Hi,
I faced the problem that a VHDL lexer requires some semantic predicates.
(for details see: http://www.eda.org/isac/IRs-VHDL-93/IR1045.txt)
But I don't like to switch to a custom lexer. So I added some code to the generator fragments to tweak the antlr grammer with code taken from comments in the grammar.
TweakLexer.tweakLexer(absoluteLexerFileName,grammar,helper);
I add this to both fragments:
org.eclipse.xtext.generator.parser.antlr.ex.rt.AntlrGeneratorFragment
and
org.eclipse.xtext.generator.parser.antlr.ex.ca.ContentAssistParserGeneratorFragment
(I wish a I could add that by overloading and not with a full copy of these classes.) The TweakLexer file is attached.
So my xtext grammar contains:
/*@lexer::members {
private int lastSignificantTokenType;
public void emit(Token token) {
if( token.getChannel() == Token.DEFAULT_CHANNEL
&& token.getType() != RULE_SL_COMMENT
&& token.getType() != RULE_ML_COMMENT
&& token.getType() != RULE_WS
) {
lastSignificantTokenType = token.getType();
}
super.emit(token);
}
}*/
terminal CHARACTER_LITERAL : /*{
input.LA(3)=='\''
&& lastSignificantTokenType!=KEYWORD_")"
&& lastSignificantTokenType!=KEYWORD_"]"
&& lastSignificantTokenType!=KEYWORD_"all"

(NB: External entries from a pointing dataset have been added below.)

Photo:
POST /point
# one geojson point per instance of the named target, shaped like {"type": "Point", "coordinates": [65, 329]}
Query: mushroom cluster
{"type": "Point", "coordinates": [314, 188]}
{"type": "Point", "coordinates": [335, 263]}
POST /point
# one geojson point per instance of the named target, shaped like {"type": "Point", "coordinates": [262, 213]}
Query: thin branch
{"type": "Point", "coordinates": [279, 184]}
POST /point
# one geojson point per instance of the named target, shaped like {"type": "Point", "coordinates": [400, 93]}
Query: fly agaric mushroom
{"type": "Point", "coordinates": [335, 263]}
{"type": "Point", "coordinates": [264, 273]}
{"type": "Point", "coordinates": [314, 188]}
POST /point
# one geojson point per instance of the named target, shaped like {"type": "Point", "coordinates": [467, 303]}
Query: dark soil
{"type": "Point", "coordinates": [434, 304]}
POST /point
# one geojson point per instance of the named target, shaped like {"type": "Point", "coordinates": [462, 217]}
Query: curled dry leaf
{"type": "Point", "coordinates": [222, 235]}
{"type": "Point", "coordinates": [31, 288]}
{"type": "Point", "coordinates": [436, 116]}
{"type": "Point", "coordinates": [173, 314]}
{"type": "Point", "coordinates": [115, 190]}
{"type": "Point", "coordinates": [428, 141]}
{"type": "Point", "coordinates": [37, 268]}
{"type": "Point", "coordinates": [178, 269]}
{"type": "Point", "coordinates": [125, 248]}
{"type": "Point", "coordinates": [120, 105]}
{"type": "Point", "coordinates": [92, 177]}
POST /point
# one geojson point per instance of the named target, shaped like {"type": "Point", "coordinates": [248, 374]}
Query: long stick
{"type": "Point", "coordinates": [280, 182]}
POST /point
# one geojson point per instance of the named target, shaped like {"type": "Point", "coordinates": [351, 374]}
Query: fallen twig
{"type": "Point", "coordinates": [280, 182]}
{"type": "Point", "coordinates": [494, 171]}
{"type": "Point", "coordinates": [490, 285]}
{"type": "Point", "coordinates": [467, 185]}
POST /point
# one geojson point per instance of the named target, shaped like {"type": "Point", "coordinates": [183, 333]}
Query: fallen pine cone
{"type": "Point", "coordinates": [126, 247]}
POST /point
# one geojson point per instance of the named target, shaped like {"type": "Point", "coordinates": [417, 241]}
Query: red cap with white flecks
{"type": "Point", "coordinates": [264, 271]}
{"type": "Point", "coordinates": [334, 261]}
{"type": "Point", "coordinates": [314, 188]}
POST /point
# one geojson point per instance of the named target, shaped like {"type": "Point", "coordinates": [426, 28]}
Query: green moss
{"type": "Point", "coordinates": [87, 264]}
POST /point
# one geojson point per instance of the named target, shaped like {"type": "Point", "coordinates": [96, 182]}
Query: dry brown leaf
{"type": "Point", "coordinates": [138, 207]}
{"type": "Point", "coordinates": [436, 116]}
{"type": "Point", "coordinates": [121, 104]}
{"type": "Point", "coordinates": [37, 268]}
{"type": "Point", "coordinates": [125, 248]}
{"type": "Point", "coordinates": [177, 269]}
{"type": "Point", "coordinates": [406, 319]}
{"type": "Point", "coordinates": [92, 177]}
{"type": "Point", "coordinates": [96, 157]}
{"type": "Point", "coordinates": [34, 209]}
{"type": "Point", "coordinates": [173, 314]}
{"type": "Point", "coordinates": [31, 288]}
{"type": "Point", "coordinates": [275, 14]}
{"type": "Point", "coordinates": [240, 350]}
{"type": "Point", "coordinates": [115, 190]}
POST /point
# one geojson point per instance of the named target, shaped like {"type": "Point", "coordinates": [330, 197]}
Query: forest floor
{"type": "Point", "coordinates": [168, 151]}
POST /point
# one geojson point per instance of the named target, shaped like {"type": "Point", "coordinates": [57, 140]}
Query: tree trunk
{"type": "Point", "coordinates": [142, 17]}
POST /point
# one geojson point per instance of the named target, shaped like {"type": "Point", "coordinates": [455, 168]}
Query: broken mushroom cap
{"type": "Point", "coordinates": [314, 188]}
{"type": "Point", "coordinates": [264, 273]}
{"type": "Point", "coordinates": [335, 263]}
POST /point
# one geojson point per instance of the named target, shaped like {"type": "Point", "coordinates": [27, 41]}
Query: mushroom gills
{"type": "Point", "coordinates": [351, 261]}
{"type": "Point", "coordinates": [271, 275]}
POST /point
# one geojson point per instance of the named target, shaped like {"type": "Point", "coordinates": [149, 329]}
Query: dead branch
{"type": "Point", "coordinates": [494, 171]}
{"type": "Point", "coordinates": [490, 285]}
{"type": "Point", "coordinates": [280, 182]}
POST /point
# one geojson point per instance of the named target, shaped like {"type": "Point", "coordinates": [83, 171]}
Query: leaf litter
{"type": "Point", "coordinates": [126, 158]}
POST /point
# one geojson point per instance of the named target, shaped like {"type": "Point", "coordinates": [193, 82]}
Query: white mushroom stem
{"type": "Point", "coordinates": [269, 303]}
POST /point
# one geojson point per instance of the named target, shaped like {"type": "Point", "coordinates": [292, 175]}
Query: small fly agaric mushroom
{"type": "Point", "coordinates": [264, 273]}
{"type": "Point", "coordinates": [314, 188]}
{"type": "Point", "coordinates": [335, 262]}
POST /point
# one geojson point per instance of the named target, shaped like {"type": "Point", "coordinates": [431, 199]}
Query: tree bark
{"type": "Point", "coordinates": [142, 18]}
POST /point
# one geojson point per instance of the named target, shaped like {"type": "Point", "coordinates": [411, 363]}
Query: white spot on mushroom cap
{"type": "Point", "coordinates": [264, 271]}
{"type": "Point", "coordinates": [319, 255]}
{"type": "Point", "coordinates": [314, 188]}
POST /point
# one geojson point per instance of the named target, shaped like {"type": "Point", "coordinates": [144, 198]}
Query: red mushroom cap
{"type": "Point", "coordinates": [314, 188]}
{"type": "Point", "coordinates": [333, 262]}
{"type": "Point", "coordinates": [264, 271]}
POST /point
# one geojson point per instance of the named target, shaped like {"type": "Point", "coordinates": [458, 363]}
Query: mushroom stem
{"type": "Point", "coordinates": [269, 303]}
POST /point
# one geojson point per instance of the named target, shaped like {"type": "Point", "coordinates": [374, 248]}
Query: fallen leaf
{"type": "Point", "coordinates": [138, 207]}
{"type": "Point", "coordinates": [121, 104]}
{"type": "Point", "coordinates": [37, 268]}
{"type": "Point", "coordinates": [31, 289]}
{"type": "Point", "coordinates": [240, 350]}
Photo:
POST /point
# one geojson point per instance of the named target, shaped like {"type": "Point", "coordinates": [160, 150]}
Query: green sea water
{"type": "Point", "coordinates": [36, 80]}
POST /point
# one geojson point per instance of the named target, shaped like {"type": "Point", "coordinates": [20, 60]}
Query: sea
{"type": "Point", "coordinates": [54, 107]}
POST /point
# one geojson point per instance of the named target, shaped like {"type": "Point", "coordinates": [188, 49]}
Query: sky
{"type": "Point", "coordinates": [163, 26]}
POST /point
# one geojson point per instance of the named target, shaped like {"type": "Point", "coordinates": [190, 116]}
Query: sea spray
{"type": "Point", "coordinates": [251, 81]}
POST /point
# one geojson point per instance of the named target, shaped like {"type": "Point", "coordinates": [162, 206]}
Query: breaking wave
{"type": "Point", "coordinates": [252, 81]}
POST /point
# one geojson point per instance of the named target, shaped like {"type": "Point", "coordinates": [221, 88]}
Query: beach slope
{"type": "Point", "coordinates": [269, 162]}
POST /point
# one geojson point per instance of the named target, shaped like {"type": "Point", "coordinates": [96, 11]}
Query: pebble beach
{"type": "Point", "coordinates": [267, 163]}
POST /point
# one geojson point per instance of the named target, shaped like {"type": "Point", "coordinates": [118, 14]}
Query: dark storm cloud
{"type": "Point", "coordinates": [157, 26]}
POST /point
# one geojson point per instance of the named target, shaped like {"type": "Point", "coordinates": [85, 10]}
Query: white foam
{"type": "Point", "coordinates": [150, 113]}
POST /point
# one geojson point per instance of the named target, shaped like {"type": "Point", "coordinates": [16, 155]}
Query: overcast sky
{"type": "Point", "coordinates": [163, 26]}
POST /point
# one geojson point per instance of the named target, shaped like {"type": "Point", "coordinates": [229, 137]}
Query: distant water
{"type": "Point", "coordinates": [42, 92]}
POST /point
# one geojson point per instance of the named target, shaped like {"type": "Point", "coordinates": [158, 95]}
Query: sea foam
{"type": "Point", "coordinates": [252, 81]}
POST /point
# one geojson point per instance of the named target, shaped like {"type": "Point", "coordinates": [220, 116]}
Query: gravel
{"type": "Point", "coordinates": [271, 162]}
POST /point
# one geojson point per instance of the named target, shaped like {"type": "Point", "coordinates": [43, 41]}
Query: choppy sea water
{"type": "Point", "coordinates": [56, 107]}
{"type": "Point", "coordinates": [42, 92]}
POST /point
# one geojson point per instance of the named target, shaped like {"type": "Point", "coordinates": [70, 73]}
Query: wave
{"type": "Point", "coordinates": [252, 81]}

&& lastSignificantTokenType!=RULE_BASIC_IDENTIFIER
&& lastSignificantTokenType!=RULE_EXTENDED_IDENTIFIER
&& lastSignificantTokenType!=RULE_INTERNAL_IDENTIFIER
&& lastSignificantTokenType!=RULE_STRING
&& lastSignificantTokenType!=RULE_CHARACTER_LITERAL
&& lastSignificantTokenType!=RULE_BIT_STRING_LITERAL
}?=>*/ "'" (GRAPHIC_CHARACTER | '"' ) "'";
terminal TICK : /*{
lastSignificantTokenType==KEYWORD_")"
|| lastSignificantTokenType==KEYWORD_"]"
|| lastSignificantTokenType==KEYWORD_"all"
|| lastSignificantTokenType==RULE_BASIC_IDENTIFIER
|| lastSignificantTokenType==RULE_EXTENDED_IDENTIFIER
|| lastSignificantTokenType==RULE_INTERNAL_IDENTIFIER
|| lastSignificantTokenType==RULE_STRING
|| lastSignificantTokenType==RULE_CHARACTER_LITERAL
|| lastSignificantTokenType==RULE_BIT_STRING_LITERAL
}?=>*/ "'";
It requires not to use class splitting for the lexer, but it works pretty well.
I know it is a pretty ugly approach to parse comments. Maybe someone can suggest a better way doing this.
I hope this helps someone with a simmilar problem.